Io qui non parlo con nessuno… ma penso!
Penso e scrivo…a volte…
Eh si, sono proprio uno dei migliori.
A volte però mi sento strano, come se non riuscissi a fare le cose…come la mia bimba.
La mia bimba, non la vedo da tempo, ma so che sta bene, non le manca niente, forse
il suo Papà…forse…no. Sicuro!
Me lo dice sempre. Papà, quando torni?
Arrivo! Arrivo presto, le rispondo. Guarda lassù, un giorno mi vedrai che ti saluto.
Ti saluto sempre e ti penso sempre.
Dicevo…la mia bambina. Bellissima, intelligente, buona…solo un po’ tremenda, ma come
tutti i bimbi del resto, innocente realtà.
Se la incrociate, non potreste non riconoscerla…è bella, dolce…e ha le ruote…
Si, le ruote…è diversamente abile…
Diversamente abile… che parolone… non sapevo cosa volesse dire.
Io pensavo che un diversamente abile, fosse uno che non riuscisse a fare qualcosa di eccezionale.
Invece no! Uno che non riesce a fare le cose comuni, tipo camminare, mangiare e bere da solo,
vestirsi…è un diversamente abile…proprio come me qua.
Ma se Io sono uno dei migliori…allora anche i diversamente abili…fanno parte dei migliori.
Effettivamente, quando ero la sotto, tante cose non quadravano molto.
La dolcezza, l’affetto sincero, l’onestà, il sapersi divertire con poco, a volte con niente,
includere tutti senza pregiudizi… tutta questa roba non mi sembra da diversamente abili…
forse qualcuno, là sotto ha confuso qualcosa, mi sa proprio…
Li vedrei bene nello spazio.. i diversamente abili, a volare, senza gravità, sicuramente
ci saremmo divertiti un sacco.
Ma non sarebbe giusto portarla qua, Lei sta bene dov’è.
Anzi, in questi giorni passerò a trovarla…mi catapulto giù e le faccio una sorpresa…
proprio come quella volta che l’ho portata a Venezia..ahah… che ridere.

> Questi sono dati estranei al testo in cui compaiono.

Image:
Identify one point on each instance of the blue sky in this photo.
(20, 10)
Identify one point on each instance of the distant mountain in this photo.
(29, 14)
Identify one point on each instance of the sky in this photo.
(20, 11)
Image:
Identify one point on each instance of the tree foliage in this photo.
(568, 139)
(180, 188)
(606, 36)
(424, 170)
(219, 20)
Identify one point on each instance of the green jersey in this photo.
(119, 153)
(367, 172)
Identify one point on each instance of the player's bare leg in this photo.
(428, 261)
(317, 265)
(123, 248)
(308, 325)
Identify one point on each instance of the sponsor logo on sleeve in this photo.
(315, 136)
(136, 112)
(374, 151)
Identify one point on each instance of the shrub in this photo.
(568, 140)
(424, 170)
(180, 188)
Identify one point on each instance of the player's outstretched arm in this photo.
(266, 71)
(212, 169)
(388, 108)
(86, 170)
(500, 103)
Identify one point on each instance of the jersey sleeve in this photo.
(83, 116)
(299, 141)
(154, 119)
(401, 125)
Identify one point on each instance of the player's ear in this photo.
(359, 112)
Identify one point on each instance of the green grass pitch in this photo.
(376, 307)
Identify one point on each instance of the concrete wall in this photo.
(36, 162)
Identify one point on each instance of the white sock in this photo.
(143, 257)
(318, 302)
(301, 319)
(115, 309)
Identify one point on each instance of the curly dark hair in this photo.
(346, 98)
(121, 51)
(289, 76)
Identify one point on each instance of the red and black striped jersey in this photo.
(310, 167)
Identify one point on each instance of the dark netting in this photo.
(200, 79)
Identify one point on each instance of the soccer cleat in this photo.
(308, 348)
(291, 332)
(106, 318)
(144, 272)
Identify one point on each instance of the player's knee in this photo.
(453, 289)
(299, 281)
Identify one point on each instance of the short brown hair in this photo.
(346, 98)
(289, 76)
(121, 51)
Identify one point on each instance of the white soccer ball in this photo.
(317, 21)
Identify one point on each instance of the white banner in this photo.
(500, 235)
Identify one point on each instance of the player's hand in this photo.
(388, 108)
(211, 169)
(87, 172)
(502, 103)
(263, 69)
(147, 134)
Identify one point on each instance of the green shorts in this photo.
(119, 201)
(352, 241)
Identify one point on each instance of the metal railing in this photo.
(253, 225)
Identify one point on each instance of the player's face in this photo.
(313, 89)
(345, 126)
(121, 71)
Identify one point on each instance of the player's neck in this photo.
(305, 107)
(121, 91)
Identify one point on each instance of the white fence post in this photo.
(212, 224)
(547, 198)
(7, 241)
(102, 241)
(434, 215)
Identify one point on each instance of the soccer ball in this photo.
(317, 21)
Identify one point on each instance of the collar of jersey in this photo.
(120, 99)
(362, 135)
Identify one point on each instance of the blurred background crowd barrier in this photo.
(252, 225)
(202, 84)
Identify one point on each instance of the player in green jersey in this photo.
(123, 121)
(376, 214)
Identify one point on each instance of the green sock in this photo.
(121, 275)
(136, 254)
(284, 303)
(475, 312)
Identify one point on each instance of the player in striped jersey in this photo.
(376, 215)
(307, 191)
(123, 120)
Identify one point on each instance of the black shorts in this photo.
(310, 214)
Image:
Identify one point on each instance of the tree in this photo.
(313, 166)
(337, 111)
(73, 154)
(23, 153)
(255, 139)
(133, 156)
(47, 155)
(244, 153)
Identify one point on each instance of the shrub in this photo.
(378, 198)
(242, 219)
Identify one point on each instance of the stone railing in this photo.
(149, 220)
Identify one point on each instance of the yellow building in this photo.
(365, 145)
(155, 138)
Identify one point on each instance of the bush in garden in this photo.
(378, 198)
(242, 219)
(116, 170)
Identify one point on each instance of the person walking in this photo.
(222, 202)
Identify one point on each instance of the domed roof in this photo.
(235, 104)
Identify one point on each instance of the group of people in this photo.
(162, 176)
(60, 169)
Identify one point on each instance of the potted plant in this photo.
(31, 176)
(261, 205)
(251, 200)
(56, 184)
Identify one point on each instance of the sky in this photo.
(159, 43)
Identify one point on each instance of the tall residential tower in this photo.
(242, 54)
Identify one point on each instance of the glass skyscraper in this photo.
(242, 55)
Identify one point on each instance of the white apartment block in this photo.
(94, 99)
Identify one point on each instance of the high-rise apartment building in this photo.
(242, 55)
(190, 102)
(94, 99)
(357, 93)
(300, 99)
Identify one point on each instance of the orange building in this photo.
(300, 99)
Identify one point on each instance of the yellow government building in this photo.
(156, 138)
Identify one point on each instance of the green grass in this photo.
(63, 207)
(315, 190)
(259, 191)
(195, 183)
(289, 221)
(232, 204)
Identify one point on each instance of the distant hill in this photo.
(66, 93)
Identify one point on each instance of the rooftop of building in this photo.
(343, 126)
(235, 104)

Su e giù da ponti, scalinate e traghetti, solo passeggiare era uno spettacolo, tutti che ci guardavano.
Uno spettacolo, come il mondo visto da quassù… ma ora devo chiudere il sipario, le candele stanno finendo e anche se lo stomaco non brontola più, domani devo uscire presto, a cercare quello che non so, sperando che al mio ritorno gli astronauti neri non mi abbiano portato via i cartoni. Sapete… qua solo i migliori possono resistere!